German television ratings will be back on track sometime this week, executives at the official rating agency say, following a software glitch that skewed results erratically in ’94’s last months.
On nine days in November and December, officials at the Institute for Consumer Research (GfK) were forced to admit that devices in several hundred of the GfK’s 3,900 test homes were misidentifying the stations viewers were watching.
According to Uwe Domke, GfK’s head of data processing, the error only occurred in some satellite viewer homes, particularly in those homes where new measuring devices recently had been installed.
The problem, however, went unnoticed until Dec. 14, when the PRO 7 network and Kabel 1 (formerly Der Kabelkanal) complained that viewership numbers didn’t make sense.
Within two hours of receiving the calls, technicians had identified the software problem, but could not immediately fix it. The inaccurate numbers persisted through last week.
Glaring discrepancies were recorded in November, when SAT 1 came within less than half a percentage point of its chief rival and the traditional market champion, RTL.

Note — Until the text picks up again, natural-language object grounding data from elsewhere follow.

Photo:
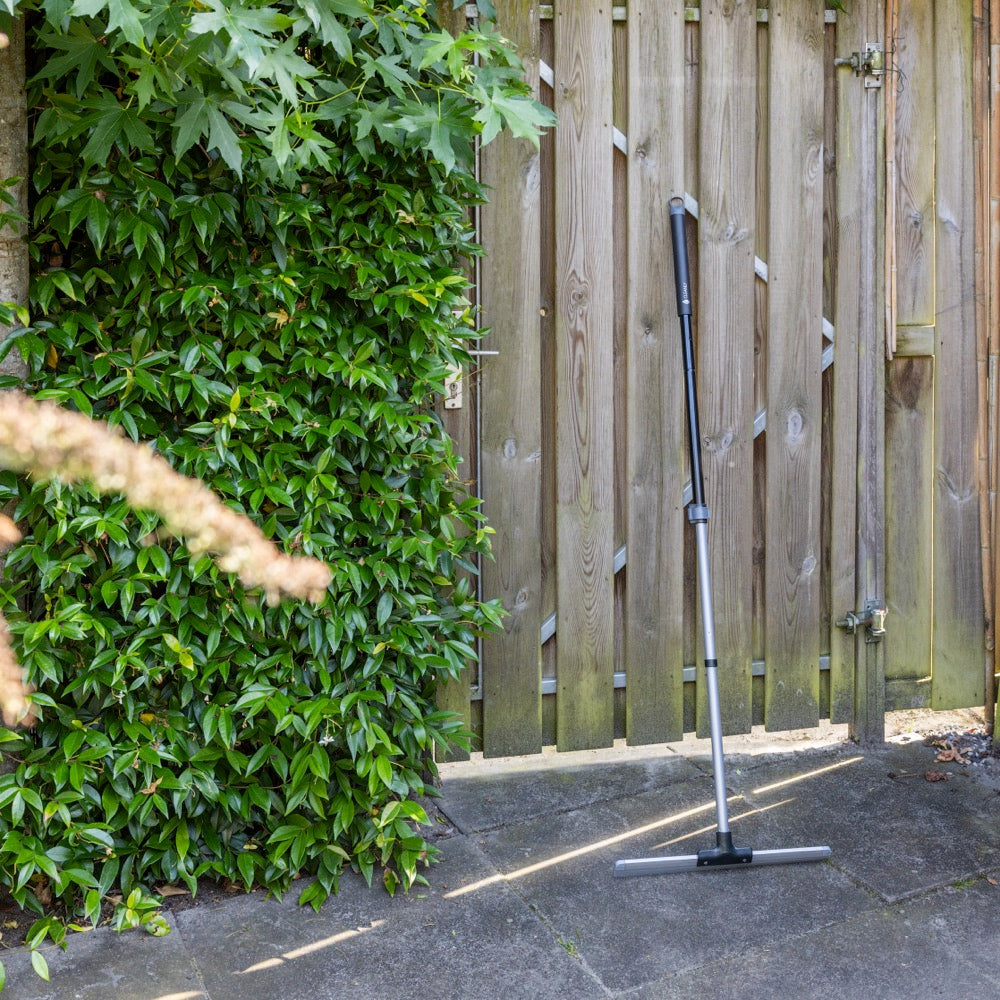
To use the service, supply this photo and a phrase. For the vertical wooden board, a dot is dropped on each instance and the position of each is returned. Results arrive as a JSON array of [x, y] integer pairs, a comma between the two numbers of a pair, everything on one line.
[[655, 414], [725, 336], [794, 391], [547, 333], [909, 452], [584, 359], [692, 103], [511, 448], [454, 694], [914, 81], [847, 314], [959, 637], [760, 355]]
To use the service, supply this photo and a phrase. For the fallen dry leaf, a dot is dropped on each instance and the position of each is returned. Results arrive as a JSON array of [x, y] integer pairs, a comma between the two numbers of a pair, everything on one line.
[[149, 789], [172, 890]]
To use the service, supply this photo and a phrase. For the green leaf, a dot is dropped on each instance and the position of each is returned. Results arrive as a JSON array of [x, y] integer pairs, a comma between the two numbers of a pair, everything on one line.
[[114, 123], [39, 964], [122, 16], [223, 139]]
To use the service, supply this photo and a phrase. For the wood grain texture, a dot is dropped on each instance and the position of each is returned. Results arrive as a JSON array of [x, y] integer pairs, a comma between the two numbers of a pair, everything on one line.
[[909, 448], [453, 695], [914, 81], [584, 370], [847, 320], [725, 336], [958, 615], [794, 388], [511, 449], [655, 413]]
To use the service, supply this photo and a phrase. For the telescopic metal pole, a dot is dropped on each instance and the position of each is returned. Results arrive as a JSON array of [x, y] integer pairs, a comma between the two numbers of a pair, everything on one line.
[[724, 854]]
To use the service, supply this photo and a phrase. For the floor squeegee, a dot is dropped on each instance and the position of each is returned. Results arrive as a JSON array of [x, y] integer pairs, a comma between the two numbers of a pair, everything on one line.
[[724, 854]]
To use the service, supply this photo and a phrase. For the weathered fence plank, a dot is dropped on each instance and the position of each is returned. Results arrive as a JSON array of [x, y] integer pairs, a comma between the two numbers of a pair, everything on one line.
[[584, 359], [848, 310], [724, 315], [915, 164], [910, 379], [511, 448], [958, 635], [654, 619], [796, 463], [794, 389]]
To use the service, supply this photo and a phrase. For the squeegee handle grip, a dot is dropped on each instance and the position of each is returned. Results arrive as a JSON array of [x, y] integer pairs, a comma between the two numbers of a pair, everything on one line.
[[682, 276]]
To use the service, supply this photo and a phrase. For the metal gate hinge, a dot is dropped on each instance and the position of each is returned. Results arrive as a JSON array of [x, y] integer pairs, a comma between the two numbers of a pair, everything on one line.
[[870, 64], [872, 618]]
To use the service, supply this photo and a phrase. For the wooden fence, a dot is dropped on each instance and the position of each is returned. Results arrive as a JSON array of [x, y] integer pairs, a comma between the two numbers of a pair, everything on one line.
[[833, 475]]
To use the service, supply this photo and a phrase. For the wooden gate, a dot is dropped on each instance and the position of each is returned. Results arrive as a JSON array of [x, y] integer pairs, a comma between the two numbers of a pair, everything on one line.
[[836, 480]]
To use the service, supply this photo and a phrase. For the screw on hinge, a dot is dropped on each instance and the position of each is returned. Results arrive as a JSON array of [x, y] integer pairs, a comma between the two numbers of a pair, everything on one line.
[[872, 618], [870, 64]]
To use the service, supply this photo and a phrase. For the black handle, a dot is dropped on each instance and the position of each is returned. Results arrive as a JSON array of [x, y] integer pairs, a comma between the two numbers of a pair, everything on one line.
[[681, 275]]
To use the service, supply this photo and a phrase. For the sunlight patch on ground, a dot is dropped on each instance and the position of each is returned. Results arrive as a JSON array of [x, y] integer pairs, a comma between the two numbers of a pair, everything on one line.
[[308, 949]]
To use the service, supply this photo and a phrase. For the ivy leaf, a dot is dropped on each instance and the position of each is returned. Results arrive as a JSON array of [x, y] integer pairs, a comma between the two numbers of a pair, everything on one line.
[[39, 964], [333, 33], [191, 123], [114, 123], [124, 17], [251, 31], [222, 138]]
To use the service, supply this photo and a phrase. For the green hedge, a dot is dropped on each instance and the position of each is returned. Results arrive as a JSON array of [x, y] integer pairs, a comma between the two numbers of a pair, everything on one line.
[[280, 329]]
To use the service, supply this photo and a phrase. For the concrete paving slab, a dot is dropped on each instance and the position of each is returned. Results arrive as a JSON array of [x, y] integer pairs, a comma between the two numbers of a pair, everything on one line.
[[103, 965], [632, 930], [945, 946], [898, 836], [492, 793], [473, 946]]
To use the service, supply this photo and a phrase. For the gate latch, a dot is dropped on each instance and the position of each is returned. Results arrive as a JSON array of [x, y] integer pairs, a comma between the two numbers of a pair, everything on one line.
[[870, 64], [872, 618]]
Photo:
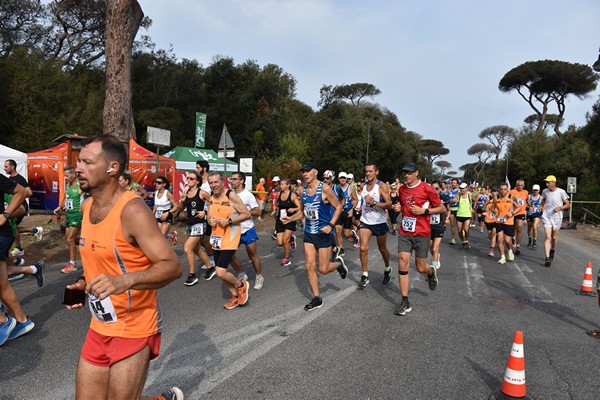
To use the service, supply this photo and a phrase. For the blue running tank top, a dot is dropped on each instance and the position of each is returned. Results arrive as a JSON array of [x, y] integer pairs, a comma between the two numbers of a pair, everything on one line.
[[317, 212]]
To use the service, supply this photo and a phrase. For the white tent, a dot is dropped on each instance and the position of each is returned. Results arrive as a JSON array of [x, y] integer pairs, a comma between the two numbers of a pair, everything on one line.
[[6, 153]]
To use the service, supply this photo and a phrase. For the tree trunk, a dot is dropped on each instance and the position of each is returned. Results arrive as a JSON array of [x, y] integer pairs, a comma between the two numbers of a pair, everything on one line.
[[123, 19]]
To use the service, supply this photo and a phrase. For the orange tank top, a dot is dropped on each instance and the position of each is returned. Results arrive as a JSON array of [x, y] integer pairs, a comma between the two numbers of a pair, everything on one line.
[[504, 206], [224, 237], [104, 250], [521, 196]]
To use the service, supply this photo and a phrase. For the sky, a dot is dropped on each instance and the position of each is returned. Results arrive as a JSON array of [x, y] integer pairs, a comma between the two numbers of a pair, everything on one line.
[[437, 63]]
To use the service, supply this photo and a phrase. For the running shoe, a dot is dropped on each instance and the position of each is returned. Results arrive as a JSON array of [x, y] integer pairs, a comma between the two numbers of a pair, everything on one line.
[[386, 276], [259, 282], [342, 269], [69, 268], [39, 275], [315, 303], [39, 233], [6, 328], [364, 281], [17, 252], [21, 328], [15, 277], [243, 293], [511, 255], [173, 394], [209, 274], [432, 280], [231, 304], [403, 308], [191, 280]]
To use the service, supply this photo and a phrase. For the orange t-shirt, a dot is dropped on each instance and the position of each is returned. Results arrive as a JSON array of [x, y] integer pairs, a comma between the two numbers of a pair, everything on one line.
[[261, 188], [224, 237], [503, 207], [104, 250], [521, 196]]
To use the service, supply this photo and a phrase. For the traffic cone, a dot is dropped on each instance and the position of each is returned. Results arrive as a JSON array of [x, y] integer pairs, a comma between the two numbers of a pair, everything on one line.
[[586, 286], [513, 385]]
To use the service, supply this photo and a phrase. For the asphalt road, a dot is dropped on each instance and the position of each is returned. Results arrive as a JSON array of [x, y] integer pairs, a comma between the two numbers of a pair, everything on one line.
[[453, 345]]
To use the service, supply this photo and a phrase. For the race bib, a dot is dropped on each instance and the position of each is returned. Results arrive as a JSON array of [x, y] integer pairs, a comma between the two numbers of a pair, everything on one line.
[[409, 224], [311, 213], [215, 242], [102, 310], [197, 230]]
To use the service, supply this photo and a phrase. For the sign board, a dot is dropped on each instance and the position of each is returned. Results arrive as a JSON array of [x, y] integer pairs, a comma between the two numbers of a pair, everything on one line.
[[246, 165], [572, 184], [159, 137]]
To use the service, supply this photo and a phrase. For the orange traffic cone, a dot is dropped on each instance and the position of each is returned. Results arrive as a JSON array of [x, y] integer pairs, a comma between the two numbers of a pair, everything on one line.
[[586, 286], [513, 385]]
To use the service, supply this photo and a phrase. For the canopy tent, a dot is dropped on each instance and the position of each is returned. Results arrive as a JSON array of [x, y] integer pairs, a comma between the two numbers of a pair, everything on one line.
[[6, 153], [186, 158], [46, 172]]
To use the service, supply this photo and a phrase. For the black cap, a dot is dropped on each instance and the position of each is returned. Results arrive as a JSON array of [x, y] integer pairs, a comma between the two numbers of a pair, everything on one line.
[[410, 168], [307, 166]]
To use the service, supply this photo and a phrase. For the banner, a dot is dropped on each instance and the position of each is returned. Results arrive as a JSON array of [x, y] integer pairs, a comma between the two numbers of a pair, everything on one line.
[[200, 130]]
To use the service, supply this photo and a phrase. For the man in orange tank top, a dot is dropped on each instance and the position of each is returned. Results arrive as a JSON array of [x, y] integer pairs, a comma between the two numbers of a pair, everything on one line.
[[125, 259]]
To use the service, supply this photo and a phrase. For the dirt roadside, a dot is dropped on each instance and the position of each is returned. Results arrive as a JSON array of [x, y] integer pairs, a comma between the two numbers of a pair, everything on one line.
[[53, 247]]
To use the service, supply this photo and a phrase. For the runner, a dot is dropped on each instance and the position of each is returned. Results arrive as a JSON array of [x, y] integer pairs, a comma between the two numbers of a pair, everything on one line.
[[287, 204], [193, 200], [125, 260], [318, 231], [72, 205], [438, 227], [533, 215], [15, 323], [520, 195], [393, 214], [417, 201], [249, 235], [373, 222], [225, 213], [554, 201], [463, 214], [490, 218], [506, 206], [453, 190], [346, 195], [164, 207]]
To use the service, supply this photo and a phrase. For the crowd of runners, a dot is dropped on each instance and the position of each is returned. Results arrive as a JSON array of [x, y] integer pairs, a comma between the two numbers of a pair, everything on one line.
[[126, 248]]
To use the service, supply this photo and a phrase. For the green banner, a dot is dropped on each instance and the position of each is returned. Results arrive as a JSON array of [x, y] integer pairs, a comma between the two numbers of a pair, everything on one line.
[[200, 130]]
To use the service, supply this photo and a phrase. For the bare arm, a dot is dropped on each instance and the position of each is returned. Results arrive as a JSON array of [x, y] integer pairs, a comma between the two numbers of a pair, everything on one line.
[[141, 230]]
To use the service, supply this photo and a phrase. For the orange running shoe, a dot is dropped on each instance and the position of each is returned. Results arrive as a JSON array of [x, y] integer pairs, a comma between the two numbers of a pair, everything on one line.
[[243, 293], [231, 304]]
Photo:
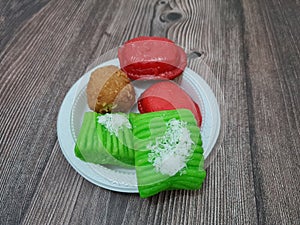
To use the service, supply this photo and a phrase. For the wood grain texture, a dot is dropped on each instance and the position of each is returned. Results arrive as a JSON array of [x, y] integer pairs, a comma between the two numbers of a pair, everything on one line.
[[250, 47]]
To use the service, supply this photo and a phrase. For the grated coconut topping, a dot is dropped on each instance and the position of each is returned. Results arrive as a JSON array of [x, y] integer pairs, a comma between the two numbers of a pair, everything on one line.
[[170, 153], [114, 122]]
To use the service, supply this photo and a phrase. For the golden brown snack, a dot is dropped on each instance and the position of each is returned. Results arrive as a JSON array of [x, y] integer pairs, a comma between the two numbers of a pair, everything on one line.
[[109, 90]]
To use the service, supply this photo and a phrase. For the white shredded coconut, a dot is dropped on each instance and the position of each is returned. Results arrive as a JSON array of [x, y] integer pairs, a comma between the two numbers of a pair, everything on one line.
[[114, 122], [170, 152]]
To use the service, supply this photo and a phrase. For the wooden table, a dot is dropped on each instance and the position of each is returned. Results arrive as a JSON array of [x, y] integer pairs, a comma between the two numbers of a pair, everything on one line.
[[253, 50]]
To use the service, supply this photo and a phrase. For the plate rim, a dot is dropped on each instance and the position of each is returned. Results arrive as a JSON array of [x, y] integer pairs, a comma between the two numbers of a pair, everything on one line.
[[65, 114]]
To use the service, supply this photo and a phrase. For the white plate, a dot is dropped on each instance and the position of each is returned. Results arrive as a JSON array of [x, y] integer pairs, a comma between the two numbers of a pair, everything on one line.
[[120, 179]]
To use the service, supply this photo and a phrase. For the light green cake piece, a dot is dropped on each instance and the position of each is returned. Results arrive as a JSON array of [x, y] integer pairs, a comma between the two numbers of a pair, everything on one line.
[[168, 151], [105, 139]]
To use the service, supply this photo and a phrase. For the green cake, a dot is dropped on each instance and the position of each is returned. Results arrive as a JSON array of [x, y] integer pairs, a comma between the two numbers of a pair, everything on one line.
[[165, 147], [169, 152], [105, 139]]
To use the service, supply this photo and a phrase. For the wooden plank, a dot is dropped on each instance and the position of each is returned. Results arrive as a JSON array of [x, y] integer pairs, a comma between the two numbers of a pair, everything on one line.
[[253, 179], [272, 43]]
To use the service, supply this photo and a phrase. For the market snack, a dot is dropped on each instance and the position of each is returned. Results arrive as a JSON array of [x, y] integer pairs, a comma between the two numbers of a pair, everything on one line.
[[169, 152], [109, 90], [105, 139], [152, 58], [167, 95]]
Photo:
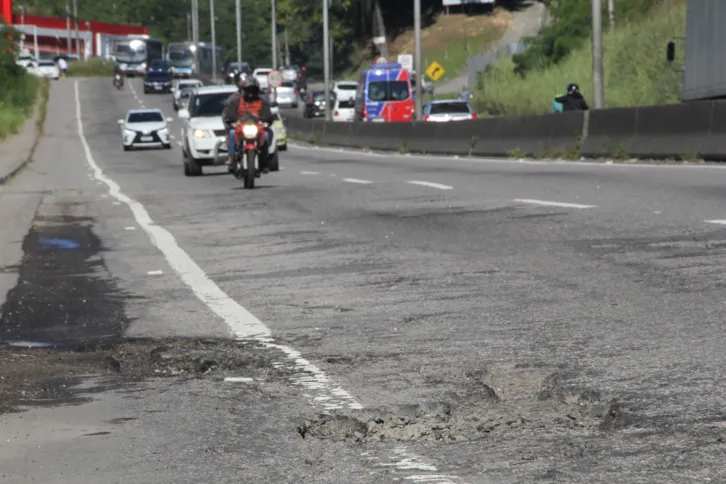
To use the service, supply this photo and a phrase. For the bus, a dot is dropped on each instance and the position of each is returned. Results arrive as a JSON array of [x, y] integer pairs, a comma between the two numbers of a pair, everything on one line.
[[181, 57], [134, 53]]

The bogus figures showed SAT 1 more than 2 1/2 points behind. The software failure affected as much as 10% of all test homes in December.
The ratings mishap put added spin on the race for end-of-the-year bragging rights. Even after reliable figures had been set, each major network declared itself a winner of sorts.
Pubcaster ZDF faxed Variety to say it had tied for first place with top commercial network RTL, each ending the year with 17.3%.
RTL, however, declared itself 1994’s undisputed champion, saying it beat out ZDF by half a point.
As it turns out, the ZDF numbers reflect households, the RTL figures absolute numbers of viewers. But, with the GfK discredited for the moment, each web seemed intent on crowning itself king of something.
SAT l’s New Year’s dispatch hailed that web as the people’s favorite – on the last day of 1994. Mini-net PRO 7 took a slightly different angle, congratulating itself on being the only network to gain market share – a whopping 0.2%.
Despite those technical snafus, however, it is the GfK that had perhaps the best reason to raise the glass: Before the ratings meltdown, its exclusive contract to conduct TV research for all the stations, worth $11 million (DM18 million) last year, was renewed for another five years.